The head of beleaguered Oranga Tamariki has told the Waitangi Tribunal today “structural racism” at all levels of the agency has negatively affected the experiences of Māori children and their families.
Gráinne Moss, appearing before the Tribunal’s inquiry into the removal of Māori children, made the concession the Crown “should have identified the need to tackle structural racism head-on in the establishment of Oranga Tamariki”.
Moss also said the agency had failed to implement the recommendations of landmark racism report Puao-te-Ata-tu from 1988.
"It has undermined Māori trust and confidence in the Crown and undermined confidence in its willingness and ability to address disparities,” she said.
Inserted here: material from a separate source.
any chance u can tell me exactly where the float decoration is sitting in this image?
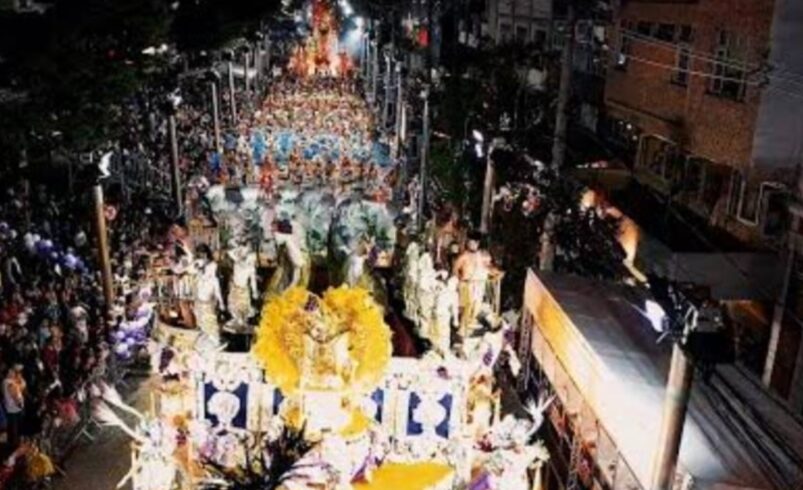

The inquiry is one of no less than five separate reviews into the government agency following publicity around the taking of newborns, many of them Māori, from their mothers.
Her comments also follow data analysed by the Children’s Commissioner in January, which showed in 2019, Māori babies were five times more likely to be placed in state custody than non-Māori.
But Moss said Oranga Tamariki had halved the number of Māori baby uplifts since 2017.
She dismissed speculation that she was resigning, after calls from Māori, including from former Māori Party leader Dame Tariana Turia, that she step down.
"I'm absolutely committed to the kaupapa, and we've made really good progress,” Moss said.
She said she had “no idea” where the rumours came from that she was resigning.
But some are still looking for answers.
"I think it's very clever that you come in and you agree with certain aspects of the reports, you disagree with other aspects of it, and you don't answer some of the questions,” Turia said.
The Waitangi Tribunal hearing continues tomorrow.